Çocuklarımızın taştan, demirden veya su gibi akar bir nesne olmadıkları hepimizin malûmu. Çocuk da kalbî, aklî, zihnî, ruhî duygular başta olmak üzere bütün duygulara/lâtifelere sahiptir. Çocuğun maddî-manevî lâtifelerinin/duyguların da gelişmeye, tecrübeye, terakkiye, inkişafa ve açılmaya ihtiyacı vardır.
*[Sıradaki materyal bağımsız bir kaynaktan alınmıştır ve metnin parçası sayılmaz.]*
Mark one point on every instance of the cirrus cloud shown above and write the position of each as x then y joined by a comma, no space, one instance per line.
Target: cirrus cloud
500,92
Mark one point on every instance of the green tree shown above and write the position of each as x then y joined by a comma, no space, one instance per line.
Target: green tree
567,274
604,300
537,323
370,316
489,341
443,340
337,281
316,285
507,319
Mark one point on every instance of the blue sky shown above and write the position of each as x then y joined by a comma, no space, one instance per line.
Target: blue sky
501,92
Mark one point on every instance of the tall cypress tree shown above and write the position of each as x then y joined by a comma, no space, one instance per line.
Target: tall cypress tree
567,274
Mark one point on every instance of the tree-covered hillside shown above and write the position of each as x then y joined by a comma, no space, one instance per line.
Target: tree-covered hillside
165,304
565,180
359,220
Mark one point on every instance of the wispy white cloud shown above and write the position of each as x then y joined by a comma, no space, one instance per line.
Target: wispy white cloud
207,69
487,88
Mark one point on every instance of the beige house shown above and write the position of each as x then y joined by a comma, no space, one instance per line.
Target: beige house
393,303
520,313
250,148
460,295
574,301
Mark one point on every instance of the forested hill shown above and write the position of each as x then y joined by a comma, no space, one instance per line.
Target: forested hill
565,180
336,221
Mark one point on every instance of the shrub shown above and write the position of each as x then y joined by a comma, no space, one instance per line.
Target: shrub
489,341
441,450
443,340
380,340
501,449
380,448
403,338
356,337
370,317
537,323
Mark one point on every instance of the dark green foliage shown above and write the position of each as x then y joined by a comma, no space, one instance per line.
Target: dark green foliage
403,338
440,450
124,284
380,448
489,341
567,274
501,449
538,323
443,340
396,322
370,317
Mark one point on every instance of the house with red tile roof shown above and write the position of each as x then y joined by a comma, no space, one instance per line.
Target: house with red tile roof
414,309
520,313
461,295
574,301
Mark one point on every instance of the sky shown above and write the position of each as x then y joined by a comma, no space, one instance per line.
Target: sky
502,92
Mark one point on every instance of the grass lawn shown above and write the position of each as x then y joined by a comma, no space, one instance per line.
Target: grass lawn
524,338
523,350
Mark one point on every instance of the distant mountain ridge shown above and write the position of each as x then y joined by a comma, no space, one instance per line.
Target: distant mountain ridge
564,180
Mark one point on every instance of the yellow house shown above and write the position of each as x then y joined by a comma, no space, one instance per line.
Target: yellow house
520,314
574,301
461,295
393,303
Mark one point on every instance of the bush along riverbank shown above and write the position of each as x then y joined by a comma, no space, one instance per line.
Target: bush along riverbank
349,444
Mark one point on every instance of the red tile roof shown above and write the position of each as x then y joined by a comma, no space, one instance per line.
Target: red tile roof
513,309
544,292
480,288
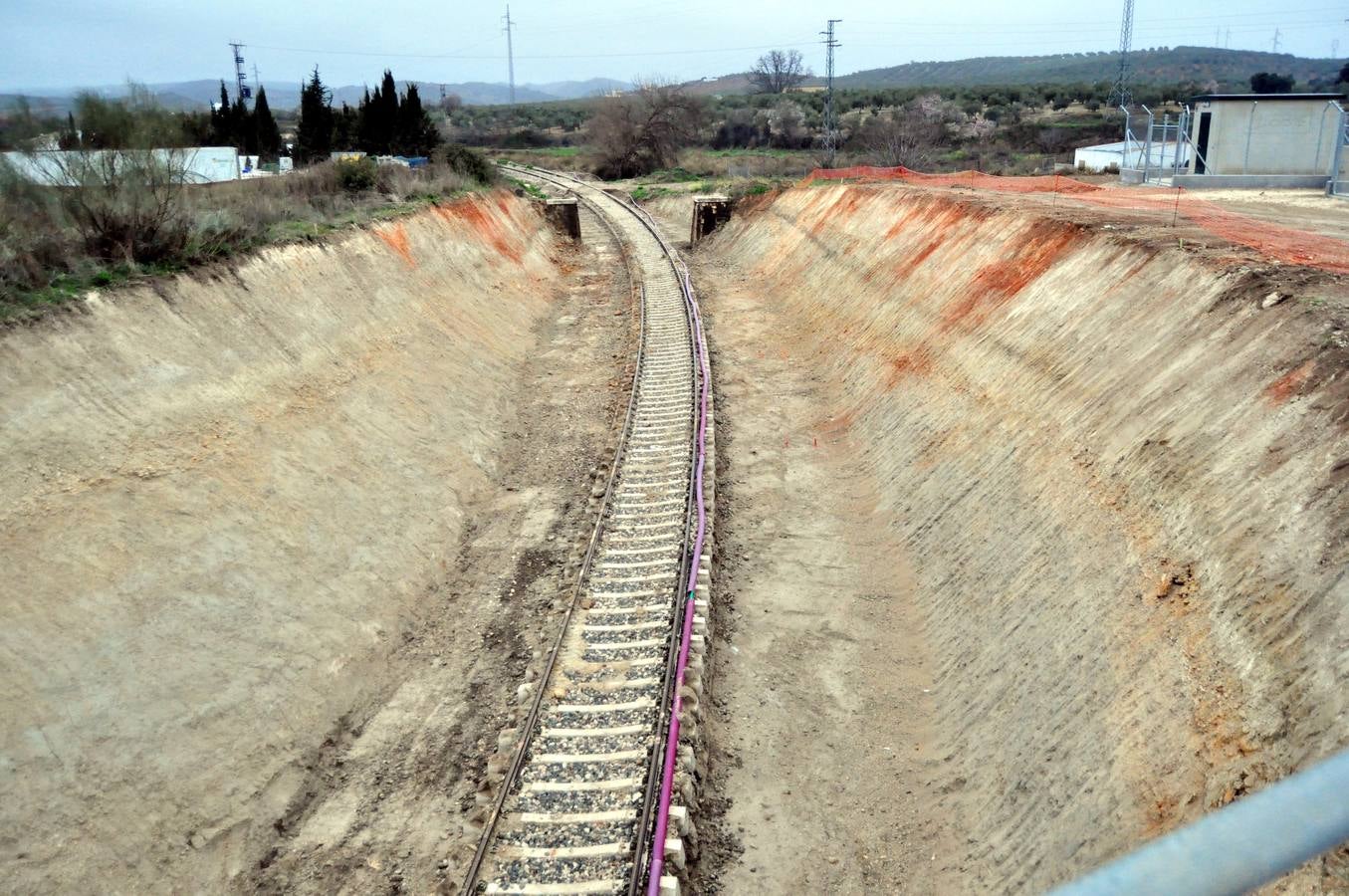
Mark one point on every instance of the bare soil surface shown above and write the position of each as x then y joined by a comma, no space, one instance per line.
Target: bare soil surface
820,725
1093,458
386,807
281,542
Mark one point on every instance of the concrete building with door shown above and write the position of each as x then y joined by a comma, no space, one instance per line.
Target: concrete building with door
1261,139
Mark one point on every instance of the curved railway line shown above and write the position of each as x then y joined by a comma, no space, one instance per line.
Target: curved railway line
593,766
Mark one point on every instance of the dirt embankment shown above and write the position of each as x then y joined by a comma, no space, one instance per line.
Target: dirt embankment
238,509
1101,490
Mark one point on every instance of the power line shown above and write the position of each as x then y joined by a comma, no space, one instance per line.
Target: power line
510,56
830,123
794,44
1120,92
240,90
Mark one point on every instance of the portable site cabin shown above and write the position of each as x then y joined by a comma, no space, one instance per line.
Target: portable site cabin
1261,139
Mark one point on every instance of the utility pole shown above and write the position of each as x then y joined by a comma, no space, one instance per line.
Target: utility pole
240,90
510,56
830,121
1120,92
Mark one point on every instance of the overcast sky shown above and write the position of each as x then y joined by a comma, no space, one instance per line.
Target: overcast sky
87,42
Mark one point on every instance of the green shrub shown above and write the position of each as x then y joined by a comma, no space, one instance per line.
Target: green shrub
470,163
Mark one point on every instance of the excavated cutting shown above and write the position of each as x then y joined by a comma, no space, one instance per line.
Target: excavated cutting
570,826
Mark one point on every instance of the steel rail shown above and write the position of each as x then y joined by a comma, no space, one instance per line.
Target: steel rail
681,608
537,702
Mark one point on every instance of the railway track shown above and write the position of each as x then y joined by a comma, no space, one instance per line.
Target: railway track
591,768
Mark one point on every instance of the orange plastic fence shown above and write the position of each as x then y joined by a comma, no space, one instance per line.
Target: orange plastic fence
1273,240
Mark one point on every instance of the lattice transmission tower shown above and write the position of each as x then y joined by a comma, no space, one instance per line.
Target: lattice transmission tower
830,120
1120,91
510,53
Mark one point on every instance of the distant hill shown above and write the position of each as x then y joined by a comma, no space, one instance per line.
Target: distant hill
1231,69
285,95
Çocuk terbiyesinde bu maddî, manevî gelişmeler ve yükselmelerin gerçekleşebilmesi için oyun şarttır. Bütün pedagogların, terbiyecilerin ortak kanaatleri ve birleştikleri fikir, çocuk için oyun sadece hoş ve boş vakit geçirmek için değildir. Belki çocuğun bütün olarak yaşamaya ve işlenmeye hazır olan bütün kabiliyetlerini açığa çıkartmak ve fiilî olarak gösterebilmek açısından oyun, çocuk eğitiminde düz eğitimden daha önemli ve faydalıdır.
Efendimiz (asm) için Hz. Enes ibni Malik şöyle bir rivayette bulunurlar: “Resulullah (asm) çocukları eğlendirmek ve onlarla şakalaşmada insanların en ileride olanıdır…” Dünyayı getirdiği din ile terbiye ve eğitimini alan Resul-ü Ekrem Efendimiz (asm) çocukları da bu dinî eğitim paralelinde düşünmüş ve bazı tatbikatlar yapmıştır. Meselâ çocukları sırtına bindirerek gezdirmiş; yüzlerine su püskürtmüş, onların saçlarından tutup asılmış; dizlerinden göğsüne kadar yürümelerine müsaade etmiş; onlara çeşitli isimler takarak hitap etmiştir. Çocuklarımızın oynaması ve oyun seçmesinde daima yardımcı olmalıyız. Onların tenkidi seven ve eleştirmeyi marifet sayan, daima denetleyici ve beğenmeme özellikleriyle kendilerini toplumdan soyutlanmamalarını ve her türlü müsbet ve faydalı işlerin içerisinde severek, isteyerek olmalarını istiyorsak; aramızdaki iletişimi, engelleri oyunlar oynayarak, şakalaşarak ve yine Efendimizinin (asm) tavsiyelerinde yer alan “Çocuğu olan onunla çocuklaşsın” ifadeleriyle bu tarz ve yöntemi ortaya koyarak kaldırabilmeliyiz ve bir cihette çocuklarımızı oyunlar marifetiyle eğitebilmeliyiz.
Çocukla alâkalı oyun eğitimi daima sorunlara ve problemlere yönelik olmamalıdır. Belki çocuk oyunları hayatı ve insanlığı tanıtıcı, öğretici ve irdeleyici olmalıdır. Ebeveyn/anne-baba, öğretmen ve çevre faktörlerinin oyun konusunda en çok dikkat edeceği konu faydalı oyun, zararlı oyun ayırımı ve kavramını iyi tanımlayabilmeli, ayırt edebilmeli ve uygulayabilmelidir.
Hiç kimse oyun oynamadan büyüdüm diyemeyeceğine göre; çocuklarımıza planlanmış, takip edilen ve seçilen oyunları çok görmemeliyiz. Bilâkis çocuklarımızın terbiyesinde ve eğitiminde oyunu teşvik etmeliyiz ve onları oyunlara özendirmeliyiz.